Sun’s new 3-D look:
"A Web page appears to be transparent, allowing you to see the details of other pages behind it. Kawahara grabs the page with the mouse and stacks it sideways so that it becomes just one among several books on a shelf. Then he spins it around so that he can write a Post-it note on the back."
Interesting. And it’s one of the innovations through which Sun Microsystems, which has been losing money for nine of the past 11 quarters and is being "hounded by analysts to drastically downsize its workforce and rein in spending on research and development," hopes to use PCs to attract new business.
Kawahara is Hideya Kawahara and he’s the 33-year-old creator of Looking Glass, a 3-D effect he came up with as part of a crew creating desktop software for Linux, says thre Mercury News here, continuing that it seems he should be at Microsoft developing a future version of Windows software, but:
"I didn’t just want to follow Windows and do a better job chasing them," he says in the report. "It’s not as interesting to follow.
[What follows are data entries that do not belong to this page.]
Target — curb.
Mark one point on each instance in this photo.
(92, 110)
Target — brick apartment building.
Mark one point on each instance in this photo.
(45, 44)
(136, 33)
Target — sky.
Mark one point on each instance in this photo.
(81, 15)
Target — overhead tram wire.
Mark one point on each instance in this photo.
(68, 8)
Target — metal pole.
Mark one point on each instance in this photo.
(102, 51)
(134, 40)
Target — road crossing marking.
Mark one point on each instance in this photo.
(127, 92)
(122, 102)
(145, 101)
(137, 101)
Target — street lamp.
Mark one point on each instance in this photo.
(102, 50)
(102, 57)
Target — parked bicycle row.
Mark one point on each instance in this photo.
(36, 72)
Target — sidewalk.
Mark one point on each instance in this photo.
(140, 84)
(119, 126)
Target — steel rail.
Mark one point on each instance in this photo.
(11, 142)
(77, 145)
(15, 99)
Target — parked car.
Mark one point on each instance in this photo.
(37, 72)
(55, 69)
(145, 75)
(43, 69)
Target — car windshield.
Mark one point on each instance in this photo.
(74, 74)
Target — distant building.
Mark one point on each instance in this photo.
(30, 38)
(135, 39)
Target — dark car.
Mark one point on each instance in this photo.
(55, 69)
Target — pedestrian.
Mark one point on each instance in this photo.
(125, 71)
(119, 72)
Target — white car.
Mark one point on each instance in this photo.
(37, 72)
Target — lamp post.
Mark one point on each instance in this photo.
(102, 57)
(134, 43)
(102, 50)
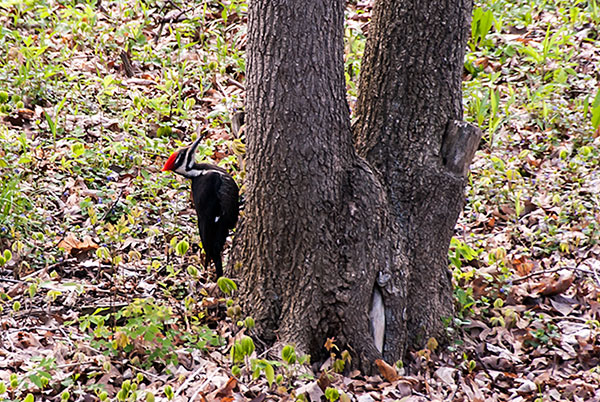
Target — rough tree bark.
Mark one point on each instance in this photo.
(322, 229)
(410, 130)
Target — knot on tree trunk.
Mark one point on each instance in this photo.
(459, 144)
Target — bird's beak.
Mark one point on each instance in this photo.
(170, 162)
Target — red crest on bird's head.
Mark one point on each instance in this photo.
(170, 162)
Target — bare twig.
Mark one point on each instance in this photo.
(189, 379)
(114, 203)
(551, 271)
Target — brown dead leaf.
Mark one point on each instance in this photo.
(324, 381)
(388, 372)
(226, 393)
(522, 265)
(74, 246)
(554, 286)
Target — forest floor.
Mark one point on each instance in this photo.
(102, 292)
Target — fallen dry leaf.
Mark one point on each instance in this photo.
(74, 246)
(554, 286)
(388, 372)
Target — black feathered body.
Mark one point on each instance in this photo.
(216, 200)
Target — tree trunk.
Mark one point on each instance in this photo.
(322, 235)
(409, 128)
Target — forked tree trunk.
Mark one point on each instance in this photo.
(410, 130)
(321, 230)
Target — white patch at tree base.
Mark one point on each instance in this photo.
(377, 319)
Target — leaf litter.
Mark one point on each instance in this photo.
(93, 227)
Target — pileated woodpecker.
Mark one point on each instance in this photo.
(216, 199)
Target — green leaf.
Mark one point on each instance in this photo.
(77, 149)
(270, 374)
(226, 285)
(288, 354)
(182, 247)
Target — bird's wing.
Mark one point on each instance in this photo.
(229, 200)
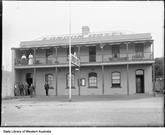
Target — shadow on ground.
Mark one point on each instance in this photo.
(85, 98)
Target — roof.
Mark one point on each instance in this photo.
(91, 38)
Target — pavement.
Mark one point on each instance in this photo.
(105, 110)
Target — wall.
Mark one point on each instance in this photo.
(85, 90)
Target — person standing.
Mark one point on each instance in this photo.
(26, 88)
(30, 59)
(46, 88)
(31, 89)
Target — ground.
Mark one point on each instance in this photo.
(134, 110)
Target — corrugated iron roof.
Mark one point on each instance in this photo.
(106, 37)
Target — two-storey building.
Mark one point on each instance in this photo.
(110, 63)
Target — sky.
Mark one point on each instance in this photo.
(29, 20)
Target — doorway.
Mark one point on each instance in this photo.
(29, 80)
(139, 81)
(92, 53)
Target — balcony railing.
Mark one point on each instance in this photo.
(108, 58)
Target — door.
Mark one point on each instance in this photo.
(29, 80)
(139, 81)
(92, 53)
(139, 84)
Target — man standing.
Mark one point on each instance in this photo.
(31, 89)
(46, 88)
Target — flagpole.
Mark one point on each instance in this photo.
(70, 70)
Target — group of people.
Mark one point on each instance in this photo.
(27, 61)
(24, 89)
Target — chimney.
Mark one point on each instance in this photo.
(85, 31)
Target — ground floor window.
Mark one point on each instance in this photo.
(72, 80)
(49, 79)
(116, 79)
(92, 80)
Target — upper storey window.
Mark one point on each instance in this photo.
(49, 56)
(139, 51)
(92, 53)
(115, 51)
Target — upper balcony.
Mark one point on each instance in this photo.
(85, 60)
(93, 54)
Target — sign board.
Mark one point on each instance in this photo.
(75, 60)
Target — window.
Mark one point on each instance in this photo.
(49, 56)
(72, 50)
(82, 82)
(49, 79)
(139, 51)
(92, 80)
(92, 53)
(72, 80)
(116, 79)
(115, 51)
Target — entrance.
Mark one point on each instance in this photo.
(139, 81)
(29, 80)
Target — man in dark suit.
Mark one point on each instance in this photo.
(46, 88)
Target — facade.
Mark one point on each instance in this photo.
(110, 63)
(6, 83)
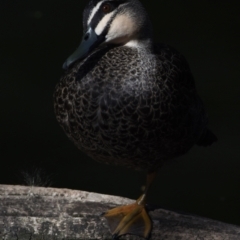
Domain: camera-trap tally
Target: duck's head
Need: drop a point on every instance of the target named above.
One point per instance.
(119, 22)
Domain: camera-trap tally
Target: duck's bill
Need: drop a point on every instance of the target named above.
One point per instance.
(90, 40)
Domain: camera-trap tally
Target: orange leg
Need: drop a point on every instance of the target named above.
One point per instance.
(133, 218)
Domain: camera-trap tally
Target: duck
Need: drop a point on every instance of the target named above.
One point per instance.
(125, 100)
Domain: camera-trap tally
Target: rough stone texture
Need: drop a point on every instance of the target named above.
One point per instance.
(49, 213)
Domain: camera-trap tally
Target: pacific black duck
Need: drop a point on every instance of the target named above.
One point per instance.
(125, 100)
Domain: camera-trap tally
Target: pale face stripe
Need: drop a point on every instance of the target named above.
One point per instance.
(103, 23)
(95, 9)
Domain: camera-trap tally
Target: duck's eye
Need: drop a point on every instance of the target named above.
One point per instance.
(106, 8)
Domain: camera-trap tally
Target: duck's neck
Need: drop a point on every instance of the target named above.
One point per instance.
(140, 43)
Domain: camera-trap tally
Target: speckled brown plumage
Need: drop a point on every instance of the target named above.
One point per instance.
(136, 108)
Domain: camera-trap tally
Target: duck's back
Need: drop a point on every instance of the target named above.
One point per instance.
(131, 107)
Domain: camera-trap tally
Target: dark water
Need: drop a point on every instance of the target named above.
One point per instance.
(37, 36)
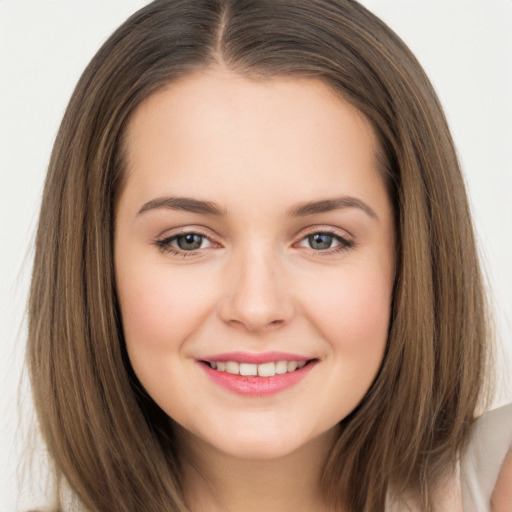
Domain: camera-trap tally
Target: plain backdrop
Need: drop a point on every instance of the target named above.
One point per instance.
(464, 45)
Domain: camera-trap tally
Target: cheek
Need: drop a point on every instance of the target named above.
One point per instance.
(160, 308)
(353, 312)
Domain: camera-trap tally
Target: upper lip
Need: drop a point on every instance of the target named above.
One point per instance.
(255, 358)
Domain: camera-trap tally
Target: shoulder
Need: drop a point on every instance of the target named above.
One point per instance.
(485, 456)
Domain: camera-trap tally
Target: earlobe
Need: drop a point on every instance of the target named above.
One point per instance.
(501, 500)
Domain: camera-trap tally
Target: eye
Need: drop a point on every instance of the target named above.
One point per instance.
(325, 241)
(182, 243)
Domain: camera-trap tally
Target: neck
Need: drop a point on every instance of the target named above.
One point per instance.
(218, 482)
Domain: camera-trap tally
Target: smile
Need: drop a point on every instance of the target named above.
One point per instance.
(257, 375)
(269, 369)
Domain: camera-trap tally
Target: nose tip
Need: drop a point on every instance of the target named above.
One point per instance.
(257, 298)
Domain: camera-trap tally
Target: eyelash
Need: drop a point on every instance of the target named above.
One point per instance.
(165, 246)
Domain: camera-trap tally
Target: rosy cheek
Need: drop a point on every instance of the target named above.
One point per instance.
(353, 312)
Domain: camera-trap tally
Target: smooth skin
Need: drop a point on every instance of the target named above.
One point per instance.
(224, 242)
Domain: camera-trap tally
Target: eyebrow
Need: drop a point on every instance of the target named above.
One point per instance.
(331, 204)
(189, 204)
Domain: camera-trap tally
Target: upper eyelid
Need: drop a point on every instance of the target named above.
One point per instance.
(199, 230)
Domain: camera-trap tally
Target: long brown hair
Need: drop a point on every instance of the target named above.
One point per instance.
(110, 441)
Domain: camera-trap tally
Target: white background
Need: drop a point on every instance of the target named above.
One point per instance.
(464, 45)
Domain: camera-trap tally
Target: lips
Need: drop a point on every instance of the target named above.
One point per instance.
(257, 374)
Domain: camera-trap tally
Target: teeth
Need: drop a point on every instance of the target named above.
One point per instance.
(232, 367)
(267, 369)
(292, 365)
(262, 370)
(281, 367)
(248, 369)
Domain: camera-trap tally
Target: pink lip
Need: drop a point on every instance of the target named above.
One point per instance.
(246, 357)
(257, 386)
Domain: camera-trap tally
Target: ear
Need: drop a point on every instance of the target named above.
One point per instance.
(501, 500)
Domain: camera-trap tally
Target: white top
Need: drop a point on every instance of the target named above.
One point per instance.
(490, 441)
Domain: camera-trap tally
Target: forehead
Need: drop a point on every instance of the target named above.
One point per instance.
(220, 132)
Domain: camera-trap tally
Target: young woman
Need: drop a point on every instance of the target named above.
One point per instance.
(256, 285)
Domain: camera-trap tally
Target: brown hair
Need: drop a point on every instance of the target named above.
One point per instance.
(110, 441)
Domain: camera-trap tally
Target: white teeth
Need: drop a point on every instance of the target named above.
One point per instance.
(267, 369)
(248, 369)
(292, 365)
(281, 367)
(232, 367)
(262, 370)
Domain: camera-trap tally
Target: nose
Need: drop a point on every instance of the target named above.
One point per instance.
(257, 297)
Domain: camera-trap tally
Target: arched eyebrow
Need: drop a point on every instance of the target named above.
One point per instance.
(189, 204)
(330, 204)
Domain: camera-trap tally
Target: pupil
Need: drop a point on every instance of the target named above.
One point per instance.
(320, 241)
(190, 242)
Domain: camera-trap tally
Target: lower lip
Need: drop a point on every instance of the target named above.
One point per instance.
(257, 386)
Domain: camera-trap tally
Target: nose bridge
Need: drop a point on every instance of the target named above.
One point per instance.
(256, 297)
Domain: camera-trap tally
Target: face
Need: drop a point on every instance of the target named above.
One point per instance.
(254, 259)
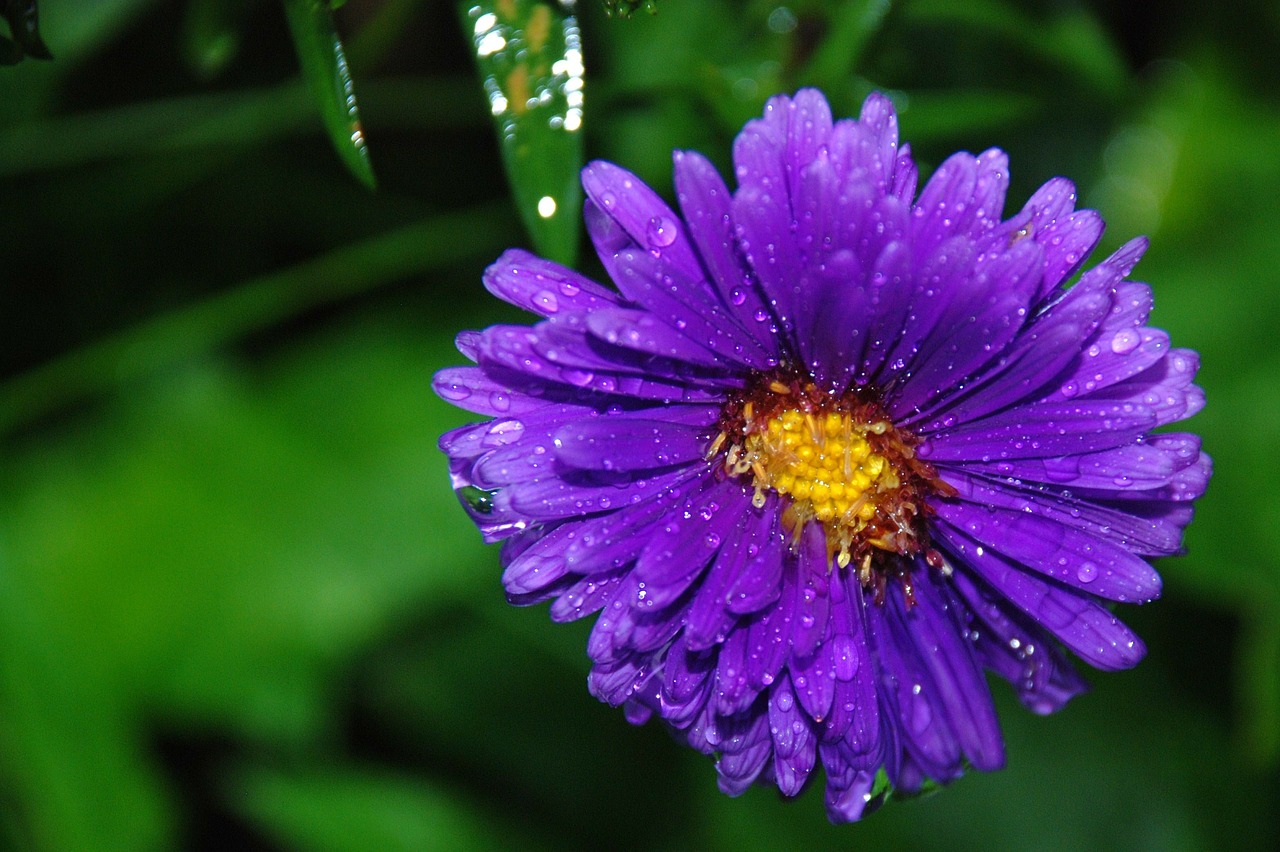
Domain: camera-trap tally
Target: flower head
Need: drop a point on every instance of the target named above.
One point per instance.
(830, 450)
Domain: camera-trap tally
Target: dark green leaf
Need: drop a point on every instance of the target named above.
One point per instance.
(530, 60)
(324, 65)
(346, 810)
(213, 35)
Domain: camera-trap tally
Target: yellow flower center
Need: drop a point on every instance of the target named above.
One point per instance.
(837, 461)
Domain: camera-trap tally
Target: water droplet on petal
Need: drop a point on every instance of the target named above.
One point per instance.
(455, 390)
(661, 232)
(1125, 342)
(547, 301)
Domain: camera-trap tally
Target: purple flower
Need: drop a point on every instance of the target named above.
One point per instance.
(827, 452)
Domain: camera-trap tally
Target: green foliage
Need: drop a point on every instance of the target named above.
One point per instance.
(530, 60)
(324, 65)
(240, 607)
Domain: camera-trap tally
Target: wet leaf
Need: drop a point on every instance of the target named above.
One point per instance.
(324, 65)
(530, 60)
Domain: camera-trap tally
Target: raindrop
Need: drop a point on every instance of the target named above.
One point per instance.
(478, 500)
(547, 301)
(455, 390)
(1125, 342)
(661, 232)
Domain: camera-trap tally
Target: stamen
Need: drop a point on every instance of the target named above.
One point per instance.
(837, 461)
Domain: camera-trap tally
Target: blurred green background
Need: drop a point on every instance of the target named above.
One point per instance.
(240, 608)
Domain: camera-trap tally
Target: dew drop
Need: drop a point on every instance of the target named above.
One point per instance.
(455, 390)
(661, 232)
(1125, 342)
(547, 301)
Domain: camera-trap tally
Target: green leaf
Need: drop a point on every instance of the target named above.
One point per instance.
(530, 60)
(324, 65)
(211, 35)
(261, 302)
(352, 810)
We should dream some new world."
Since Kawahara’s work is aimed at PC buyers, it’s one of the few tangible, easily understood examples that Sun’s leaders can show to analysts and shareholders to demonstrate the company will get payback from research and development, the report says – "And since Kawahara did the programming on his own time, his work underscores the serendipitous nature of innovation."
The Looking Glass effect can be applied to Web browsers, word processing or any other desktop application.
Kawahara was born and educated in Japan but moved to Sun in 1997 as one of many programmers who began adapting Java so that it could run on cell phones and television set-top boxes. At the same time, he was studying 3-D graphics and "Looking Glass really got going after Kawahara dropped his laptop in October 2002," says the Mercury News.
He bought a new one with a 16" screen and on a whim, "loaded the Linux operating system onto it," says the Mercury New.
He created the 3-D software in his apartment and eventually, it reached Curtis Sasaki, a vp of desktop solutions. "We saw the potential," Sasaki said. "There hasn’t been any change to the way the desktop software looks since 1984."
Added Sun Chief Executive Scott McNealy, "It’s easy to duplicate a user interface that has been around for a lot of years, but it’s more interesting to innovate. An operating system isn’t like a car where the pedal has to be on the right hand side.”
Now Sasaki said that Sun hopes to make Looking Glass into a software platform other programmers can exploit to create new software for business and home use, says the report.
Sun executives believe fostering innovation like Kawahara’s work eventually will benefit Sun’s bottom line and accordingly, it’s begun filing patents on his work.
"The reason we zoomed in on this is that we think the desktop is going to go through a rebirth," says John Fowler, cto for Sun’s software division.